Appraisals, done well, can be at the heart of moving a school forward. My experience, however, is that they are more often part of a cycle in a busy schedule of activities in the autumn term under ‘performance management’. They are increasingly viewed by staff as generic, linked to whole-school priorities and pupil outcomes. As a headteacher, I was looking for a more personalised approach that could have a lasting impact on pupil outcomes by having a sharper focus on what was happening in the classroom. We needed a change in culture so that teachers felt more able to take risks, learn from each other and be actively engaged in continuously reflecting on and refining their teaching. With this in mind, I set out to develop a reflective approach linking appraisals with professional development.
I wanted teachers to have the chance to create their own research projects within a professional learning community (PLC) so that we could ‘establish a culture where all teachers improve, not because they are not good enough, but because they can be even better’ (Wiliam, 2018, p. 218).
We had already used Hattie’s Visible Learning meta study (Hattie, 2008) to identify what approaches really make a difference to pupil outcomes. One of the most important influences identified was the quality of teacher-pupil feedback. This was timely, as our feedback policy needed a complete review. So, we decided to use Hattie’s research as a starting point to rethink our approach to feedback.
We decided to pilot ‘action research’ for teachers, linking effective feedback to a whole-school priority: writing. The beauty of this approach is that it is not dissimilar to the planning model (plan, do, assess, review), with which many teachers are already familiar. Additionally, the individual research projects would support wider discussions about improving outcomes in writing across the school, and would be the focus of staff meetings throughout the year. Teachers worked in pairs so that they could share their research and coach each other in developing it further. They were initially supported with a series of question prompts to develop a research proposal. The visual I gave them was that of a funnel. Their initial idea was at the wide end of a funnel and the coaching would distil their ideas into a clear model of an ‘intervention’, from which they would form the research proposal. The initial session was spent looking at the area of focus and creating a ‘big question’ using co-coaching.
One example was a Year 6 teacher who wanted to explore how to improve outcomes for boys who were underperforming in writing. She had identified the pupils for the research (those at risk of not making expected progress), and developed regular 10-minute pupil–teacher conferencing as her ‘intervention’. She identified a baseline for her pupils as a starting point to track progress over time and feed back on their progress to the PLC. The sessions were used to give verbal feedback and agree targets for improvement with each pupil.
Although all teachers followed a similar approach – linking feedback to writing – the projects were very different. Professional development sessions were used throughout the year to support the process and share best practice. Teachers were increasingly forthcoming and enthusiastic about their research and how this had changed their approach to teaching. All pupils in the action research groups made better progress than expected. However, the impact of this pilot across the school was not only in numerical outcomes for pupils, who on average made much better than expected progress in writing, but also on their engagement across the wider curriculum and their general attitudes to learning, evidenced through better attendance, improved behaviour and improved test results.
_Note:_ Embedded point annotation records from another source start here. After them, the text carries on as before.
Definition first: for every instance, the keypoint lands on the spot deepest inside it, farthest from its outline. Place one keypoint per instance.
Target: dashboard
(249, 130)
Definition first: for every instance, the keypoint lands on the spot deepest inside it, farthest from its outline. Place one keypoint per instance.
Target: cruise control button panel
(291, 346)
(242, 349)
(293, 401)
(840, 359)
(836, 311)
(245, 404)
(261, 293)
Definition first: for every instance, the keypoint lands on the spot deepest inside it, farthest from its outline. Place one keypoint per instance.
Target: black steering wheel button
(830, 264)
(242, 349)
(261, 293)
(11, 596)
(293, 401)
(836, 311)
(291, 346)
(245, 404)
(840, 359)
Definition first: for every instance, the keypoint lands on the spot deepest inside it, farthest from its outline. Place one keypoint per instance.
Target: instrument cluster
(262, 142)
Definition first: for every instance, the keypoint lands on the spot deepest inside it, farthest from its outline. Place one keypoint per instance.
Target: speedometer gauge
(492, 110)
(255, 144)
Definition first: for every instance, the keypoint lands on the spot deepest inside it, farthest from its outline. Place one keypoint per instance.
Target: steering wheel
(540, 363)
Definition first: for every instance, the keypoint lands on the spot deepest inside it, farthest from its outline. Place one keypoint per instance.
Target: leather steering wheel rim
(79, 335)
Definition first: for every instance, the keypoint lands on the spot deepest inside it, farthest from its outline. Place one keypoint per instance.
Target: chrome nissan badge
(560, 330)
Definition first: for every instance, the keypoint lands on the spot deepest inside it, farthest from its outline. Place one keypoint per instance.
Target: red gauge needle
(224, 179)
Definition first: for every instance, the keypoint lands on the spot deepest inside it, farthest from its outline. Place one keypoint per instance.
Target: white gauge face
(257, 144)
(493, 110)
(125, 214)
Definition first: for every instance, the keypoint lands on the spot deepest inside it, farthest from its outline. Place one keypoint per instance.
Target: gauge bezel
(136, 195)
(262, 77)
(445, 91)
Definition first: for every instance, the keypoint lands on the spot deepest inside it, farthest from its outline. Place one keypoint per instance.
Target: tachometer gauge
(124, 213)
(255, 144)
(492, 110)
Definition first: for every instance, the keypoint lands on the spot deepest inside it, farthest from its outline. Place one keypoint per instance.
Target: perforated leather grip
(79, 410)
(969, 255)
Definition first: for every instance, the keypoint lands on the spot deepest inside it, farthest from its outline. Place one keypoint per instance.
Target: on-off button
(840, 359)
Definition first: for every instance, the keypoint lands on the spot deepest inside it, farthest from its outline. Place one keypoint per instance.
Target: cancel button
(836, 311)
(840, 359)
The Year 6 example above helped us as a school to consider what really makes a difference to our pupils – written marking or building confident pupils by giving them time for meaningful 1:1 feedback? Using action research has helped teachers to see the impact that small, meaningful changes to their practice can have on their pupils. It has encouraged teachers to engage in the craft of teaching, which can be lost in a sea of data, monitoring, assessments and feedback. It has given them the freedom to look at an area of their choice and come up with their own solutions. Using pupil–teacher conferencing has been adopted as a ‘visible feedback’ (Hattie and Clarke, 2018) approach in Year 6 and is now one of several new approaches adopted by teachers.
We are now in our second year of action research, with a few changes from the pilot: all those undertaking research can identify their own focus for research; this is discussed at length in their initial appraisal meeting in September. We have also extended the programme to include our higher-level teaching assistants (HLTAs).
In July 2018 we were awarded a year-long commission by the Ealing Learning Partnership (ELP) to lead action research across schools in Ealing, with a focus on reading. Twelve schools have signed up to this PLC, including two high schools. The PLC is supported by teachers from my school, who are championing the benefits of this approach. It is hoped that the results will be published online in 2019 and that the work of the PLC will develop further in 2020.
Hattie J (2008) Visible Learning. London: Routledge.
Hattie J and Clarke S (2018) Visible Learning Feedback. London: Routledge.
Wiliam D (2018) Creating the Schools our Children Need: Why What We’re Doing Now Won’t Help Much (and What We Can Do Instead). Florida: Learning Sciences International.